The outcome is not always rejection. Where the Ombudsman finds that an insurer cannot evidence fair value, that price walking has occurred, or that the renewal letter materially misled the consumer about the right to a breakdown, redress orders are common. The published decisions database is the most accurate guide to outcome ranges.
Frequently Asked Questions
Can a UK pet insurer raise the premium just because the pet now has a chronic condition?
Yes. The loading is lawful provided it reflects the underlying risk and the insurer can evidence fair value at renewal under the FCA Consumer Duty and the pricing rules in PS21/5. The loading is not lawful if it is driven by inertia pricing or by penalising existing customers relative to equivalent new customers for the same risk, which is the practice prohibited since January 2022.
Will switching insurer drop the loading?
Usually not. Standard UK pet insurance products exclude pre-existing conditions on new policies. Unless the condition has fully resolved and the new insurer is willing to consider lifting the exclusion after its own symptom-free period, switching produces a cheaper premium with the chronic condition uncovered, which is generally a worse outcome for the policyholder.
What does the FCA Consumer Duty require at renewal?
The duty requires insurers to monitor the price and benefits of every product against the target market and to act where the product does not represent fair value. It does not entitle the customer to a particular price but it does entitle the customer to expect the insurer to be able to justify the renewal calculation. Concerns can be raised with the insurer through the standard complaints route and escalated to the Financial Ombudsman Service if not resolved.

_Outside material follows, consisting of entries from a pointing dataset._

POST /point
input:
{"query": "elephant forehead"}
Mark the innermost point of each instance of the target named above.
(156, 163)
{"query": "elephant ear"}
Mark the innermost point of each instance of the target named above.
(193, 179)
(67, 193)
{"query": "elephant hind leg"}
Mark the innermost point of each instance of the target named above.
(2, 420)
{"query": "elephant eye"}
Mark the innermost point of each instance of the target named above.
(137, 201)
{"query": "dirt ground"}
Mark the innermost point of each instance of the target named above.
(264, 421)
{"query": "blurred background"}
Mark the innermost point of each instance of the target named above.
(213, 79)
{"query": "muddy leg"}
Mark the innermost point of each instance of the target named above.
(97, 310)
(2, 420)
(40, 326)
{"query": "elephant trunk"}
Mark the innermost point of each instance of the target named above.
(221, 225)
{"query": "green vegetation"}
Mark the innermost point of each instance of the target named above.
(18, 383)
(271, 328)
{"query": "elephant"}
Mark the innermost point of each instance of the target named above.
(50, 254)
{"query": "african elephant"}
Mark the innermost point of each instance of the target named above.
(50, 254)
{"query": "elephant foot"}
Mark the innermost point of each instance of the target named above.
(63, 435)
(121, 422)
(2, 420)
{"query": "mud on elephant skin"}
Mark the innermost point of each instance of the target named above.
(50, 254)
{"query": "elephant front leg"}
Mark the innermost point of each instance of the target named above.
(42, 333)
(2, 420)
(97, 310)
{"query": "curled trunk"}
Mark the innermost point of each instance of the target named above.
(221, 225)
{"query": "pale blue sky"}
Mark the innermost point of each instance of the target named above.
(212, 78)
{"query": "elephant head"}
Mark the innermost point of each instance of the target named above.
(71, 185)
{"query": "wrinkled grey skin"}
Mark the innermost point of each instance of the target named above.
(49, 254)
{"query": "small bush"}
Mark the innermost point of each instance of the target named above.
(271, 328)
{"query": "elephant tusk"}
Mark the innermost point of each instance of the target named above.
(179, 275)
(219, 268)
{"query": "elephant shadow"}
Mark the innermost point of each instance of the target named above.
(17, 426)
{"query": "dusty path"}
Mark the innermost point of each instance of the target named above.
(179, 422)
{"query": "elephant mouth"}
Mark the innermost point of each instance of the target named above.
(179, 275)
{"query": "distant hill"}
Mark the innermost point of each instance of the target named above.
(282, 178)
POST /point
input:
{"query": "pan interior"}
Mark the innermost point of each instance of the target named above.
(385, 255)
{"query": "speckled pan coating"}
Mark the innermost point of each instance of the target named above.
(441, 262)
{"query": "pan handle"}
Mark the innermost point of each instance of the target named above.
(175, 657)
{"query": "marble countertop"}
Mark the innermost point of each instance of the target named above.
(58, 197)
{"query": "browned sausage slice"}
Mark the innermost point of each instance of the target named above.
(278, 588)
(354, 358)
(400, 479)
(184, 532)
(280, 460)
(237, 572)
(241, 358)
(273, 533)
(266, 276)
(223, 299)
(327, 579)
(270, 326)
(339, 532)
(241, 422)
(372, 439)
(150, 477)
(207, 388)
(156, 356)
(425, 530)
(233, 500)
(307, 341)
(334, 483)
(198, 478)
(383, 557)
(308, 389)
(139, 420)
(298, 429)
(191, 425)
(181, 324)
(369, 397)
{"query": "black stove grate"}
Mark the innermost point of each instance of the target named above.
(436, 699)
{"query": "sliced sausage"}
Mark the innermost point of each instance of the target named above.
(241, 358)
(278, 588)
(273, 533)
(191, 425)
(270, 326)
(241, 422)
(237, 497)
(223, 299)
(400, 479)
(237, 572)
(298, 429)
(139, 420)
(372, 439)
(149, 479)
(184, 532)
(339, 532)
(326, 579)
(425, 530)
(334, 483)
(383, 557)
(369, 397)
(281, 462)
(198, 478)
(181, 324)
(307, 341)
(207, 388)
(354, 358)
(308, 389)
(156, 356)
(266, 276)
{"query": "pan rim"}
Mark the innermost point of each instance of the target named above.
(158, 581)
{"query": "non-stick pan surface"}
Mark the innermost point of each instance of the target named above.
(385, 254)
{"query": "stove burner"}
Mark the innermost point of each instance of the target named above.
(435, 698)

How long does the insurer have to respond to a renewal pricing complaint?
Eight weeks from receipt, under DISP 1 in the FCA Handbook. The final response must explain the outcome and the right to refer the matter to the Financial Ombudsman Service within six months.
What can the Ombudsman order if the complaint succeeds?
Possible outcomes include a directed reduction in the renewal premium, a refund of premium already paid, a direction on how a claim is to be handled, and a distress and inconvenience award. Decisions are binding on the insurer if the consumer accepts them.
Is there a cooling-off period after the policy renews?
Yes. ICOBS 7 in the FCA Handbook provides a 14-day cooling-off period from the later of the renewal date or the date the policyholder received the renewal documents. Cancellation produces a pro-rata refund less an administration fee where published in the policy schedule and less the cost of any cover used.